Sambucus caerulea, the scientific name for the blue elderberry, is different from the Sambucus racemosa, the red elderberry. The most important difference is that blue elderberry is safe to eat while the red elderberry must be used with much caution. Even so, berries from the blue elderberry must never be eaten when they are green because they contain a chemical that will cause much stomach distress, and even death if eaten in quantity.
The berries are best eaten fresh when they have become fully ripe. You will know when they are ripe when they have turned dark blue. This can be a little hard to determine if the berries are still covered with a white/silvery bloom or glaucescence. It will rub off very easily to expose the ripe berries. It is safe to eat the berries with the white covering.

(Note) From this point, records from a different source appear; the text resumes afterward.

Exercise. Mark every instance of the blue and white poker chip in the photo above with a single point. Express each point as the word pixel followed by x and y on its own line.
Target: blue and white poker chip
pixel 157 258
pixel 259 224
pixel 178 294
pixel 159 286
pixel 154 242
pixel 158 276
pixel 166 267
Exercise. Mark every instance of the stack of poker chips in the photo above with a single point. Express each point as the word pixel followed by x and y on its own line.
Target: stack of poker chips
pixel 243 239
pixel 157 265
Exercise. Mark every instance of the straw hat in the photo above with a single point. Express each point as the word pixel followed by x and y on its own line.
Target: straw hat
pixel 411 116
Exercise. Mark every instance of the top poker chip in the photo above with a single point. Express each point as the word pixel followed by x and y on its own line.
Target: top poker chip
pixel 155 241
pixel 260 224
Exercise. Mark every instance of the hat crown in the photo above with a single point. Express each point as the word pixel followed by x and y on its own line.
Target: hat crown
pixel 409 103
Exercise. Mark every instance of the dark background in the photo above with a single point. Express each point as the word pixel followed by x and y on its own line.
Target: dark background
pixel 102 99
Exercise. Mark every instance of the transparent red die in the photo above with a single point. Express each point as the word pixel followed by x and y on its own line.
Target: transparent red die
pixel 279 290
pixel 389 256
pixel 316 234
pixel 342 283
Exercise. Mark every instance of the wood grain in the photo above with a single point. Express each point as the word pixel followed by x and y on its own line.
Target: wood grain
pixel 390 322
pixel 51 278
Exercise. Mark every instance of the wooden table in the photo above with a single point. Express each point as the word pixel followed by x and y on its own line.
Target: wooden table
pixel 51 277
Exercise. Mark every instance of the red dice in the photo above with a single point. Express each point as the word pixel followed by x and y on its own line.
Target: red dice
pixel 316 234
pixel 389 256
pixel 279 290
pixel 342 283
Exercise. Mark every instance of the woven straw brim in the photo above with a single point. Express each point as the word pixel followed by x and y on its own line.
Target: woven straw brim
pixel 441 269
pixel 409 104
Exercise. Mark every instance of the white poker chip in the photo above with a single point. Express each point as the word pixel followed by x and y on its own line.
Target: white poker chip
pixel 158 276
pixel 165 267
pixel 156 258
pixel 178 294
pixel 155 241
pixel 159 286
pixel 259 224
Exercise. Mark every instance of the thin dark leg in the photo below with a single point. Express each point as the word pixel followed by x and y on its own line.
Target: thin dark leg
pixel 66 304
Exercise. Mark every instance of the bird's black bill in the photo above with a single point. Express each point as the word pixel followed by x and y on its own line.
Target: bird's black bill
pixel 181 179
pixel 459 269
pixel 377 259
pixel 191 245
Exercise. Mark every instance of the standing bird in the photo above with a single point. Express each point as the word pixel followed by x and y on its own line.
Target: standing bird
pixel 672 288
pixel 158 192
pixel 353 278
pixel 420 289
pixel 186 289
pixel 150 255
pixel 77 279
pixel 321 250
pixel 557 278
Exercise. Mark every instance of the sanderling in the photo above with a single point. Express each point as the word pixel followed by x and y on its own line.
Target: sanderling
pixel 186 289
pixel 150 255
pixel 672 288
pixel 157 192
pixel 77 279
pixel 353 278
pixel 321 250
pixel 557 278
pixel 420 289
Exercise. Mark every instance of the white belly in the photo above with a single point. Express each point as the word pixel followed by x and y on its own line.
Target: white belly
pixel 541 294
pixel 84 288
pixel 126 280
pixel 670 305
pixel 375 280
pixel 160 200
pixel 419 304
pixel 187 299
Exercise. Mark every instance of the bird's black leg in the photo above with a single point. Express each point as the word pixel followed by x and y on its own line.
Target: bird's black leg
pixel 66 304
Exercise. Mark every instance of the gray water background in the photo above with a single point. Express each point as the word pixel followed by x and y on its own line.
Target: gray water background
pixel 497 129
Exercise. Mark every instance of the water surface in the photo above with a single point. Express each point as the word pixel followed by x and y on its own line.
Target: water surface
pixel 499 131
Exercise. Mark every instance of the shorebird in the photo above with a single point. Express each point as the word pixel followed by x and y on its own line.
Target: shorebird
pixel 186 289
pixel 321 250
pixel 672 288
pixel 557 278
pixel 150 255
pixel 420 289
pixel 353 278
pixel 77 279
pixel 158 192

The berries become their best after a hard frost. This event seems to soften them and to make them sweeter.
More about blue elderberry…
The berries can be eaten fresh or used in pies, jellies, jams, juices and toppings. Adding some fresh berries to homemade ice cream is a real treat. If you are into making your own beer, wine or liquors, elderberry is a great source of flavor and color. Elderberry is the main ingredient in Sambuca, a strong liquor made in Sicily.

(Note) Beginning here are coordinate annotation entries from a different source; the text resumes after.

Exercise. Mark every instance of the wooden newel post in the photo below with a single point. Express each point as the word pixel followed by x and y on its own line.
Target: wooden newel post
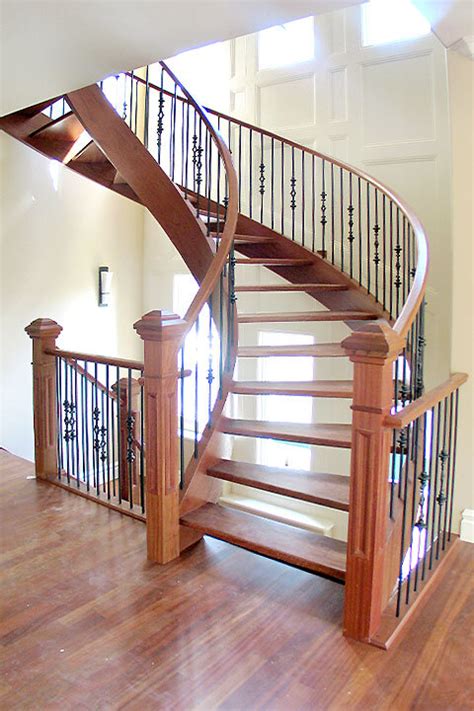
pixel 162 333
pixel 372 352
pixel 44 332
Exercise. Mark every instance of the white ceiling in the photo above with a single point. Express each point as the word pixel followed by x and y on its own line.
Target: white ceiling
pixel 49 47
pixel 451 20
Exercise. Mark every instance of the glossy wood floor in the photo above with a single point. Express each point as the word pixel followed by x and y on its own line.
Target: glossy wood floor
pixel 87 623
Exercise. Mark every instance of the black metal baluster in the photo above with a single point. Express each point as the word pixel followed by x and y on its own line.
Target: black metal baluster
pixel 415 446
pixel 196 392
pixel 449 472
pixel 108 400
pixel 350 238
pixel 76 438
pixel 130 438
pixel 160 118
pixel 429 492
pixel 272 209
pixel 86 421
pixel 376 229
pixel 282 205
pixel 303 199
pixel 323 207
pixel 359 224
pixel 444 460
pixel 453 464
pixel 59 400
pixel 435 486
pixel 181 419
pixel 142 445
pixel 250 173
pixel 333 236
pixel 292 193
pixel 313 204
pixel 210 370
pixel 341 215
pixel 261 178
pixel 368 238
pixel 121 473
pixel 384 254
pixel 404 515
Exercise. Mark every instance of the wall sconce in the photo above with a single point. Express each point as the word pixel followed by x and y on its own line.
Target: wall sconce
pixel 105 282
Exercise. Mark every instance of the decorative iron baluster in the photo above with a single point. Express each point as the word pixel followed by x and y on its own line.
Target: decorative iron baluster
pixel 130 455
pixel 350 236
pixel 69 421
pixel 160 120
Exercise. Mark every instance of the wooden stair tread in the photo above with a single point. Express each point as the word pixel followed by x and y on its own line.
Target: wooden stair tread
pixel 291 316
pixel 315 388
pixel 320 350
pixel 330 490
pixel 289 544
pixel 292 287
pixel 330 435
pixel 270 262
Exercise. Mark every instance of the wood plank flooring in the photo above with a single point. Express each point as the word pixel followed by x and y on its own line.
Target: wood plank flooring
pixel 88 623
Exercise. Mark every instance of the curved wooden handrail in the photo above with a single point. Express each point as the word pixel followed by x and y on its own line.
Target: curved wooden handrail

Blue elderberry is used in natural foods as a source of blue coloring. It helps make blueberry juice look blue.
The plant can be grown from cuttings, seeds or transplants. Fall is a great time to identify the plant before it loses its leaves. Mark the shrub with flagging or metal tags. For good survival of the transplant it is best to move only smaller plants. If you will have a year to spare before moving the plant root, pruning the plant in the fall will provide a stronger plant to be moved in the following fall. There’s still time to do this in 2013. For even better survival try moving plants to a transplant bed. A season of watering and protecting them there will increase your success from a 40 percent survival rate to a better than 80 percent rate.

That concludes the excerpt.